Çin'den gelen
ucuz ve kalitesiz ürünler,
tekstil,
ayakkabı, çimento, granit,
oyuncak, plastik
sektörü derken bu sefer de
mobilyacıların başını yaktı. Çin'den yasal yollarla yapılan
ithalatın yanı sıra
Türkiye'ye kaçak ya da düşük
fatura kestirilerek sokulan mobilyalar, üreticilere
kepenk indirtti.
Türkiye Ağaç İşleri
Esnaf ve Sanatkârlar Federasyonu Başkanı Ali Rıza Ercan, “Esnaf
satış yapamamaktan şikâyetçi. Uzakdoğu'dan gelen mallar imalatçılarımızı perişan etti. Konuyu Başbakan'a ilettik. Bize 'Somut örnek verin' dediler. Biz de 2005 yılında sadece 1 kalemde mobilya ithalatının 69 milyon dolar, ihracatın ise 8 bin dolar olduğunu söyledik. Bu kadar mobilya girerse kim kendi ülkesindeki imalatçıdan mobilya alır” dedi.

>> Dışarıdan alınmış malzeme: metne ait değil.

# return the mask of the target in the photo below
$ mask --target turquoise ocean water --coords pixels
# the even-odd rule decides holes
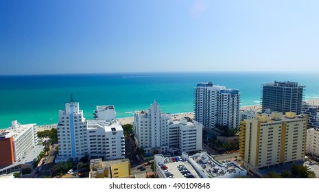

Mobilyalar motosiklet olarak gümrüklerden giriş yapıyor
Ercan, mobilyaların kaçak yollarla nasıl Türkiye'ye sokulduğunu şöyle açıklıyor: "Mobilya, mobilya olarak ülkeye giriş yapmıyor ki. Örneğin, motosiklet, otomobil yedek parçası gibi farklı isimler altında gümrüklerden geçiriliyor. Yani gümrük memurlarına 'kutunun içinde motosiklet var' deniyor. Yurtdışında faturaları da öyle kestiriyorlar. Peki bunu niçin yapıyorlar?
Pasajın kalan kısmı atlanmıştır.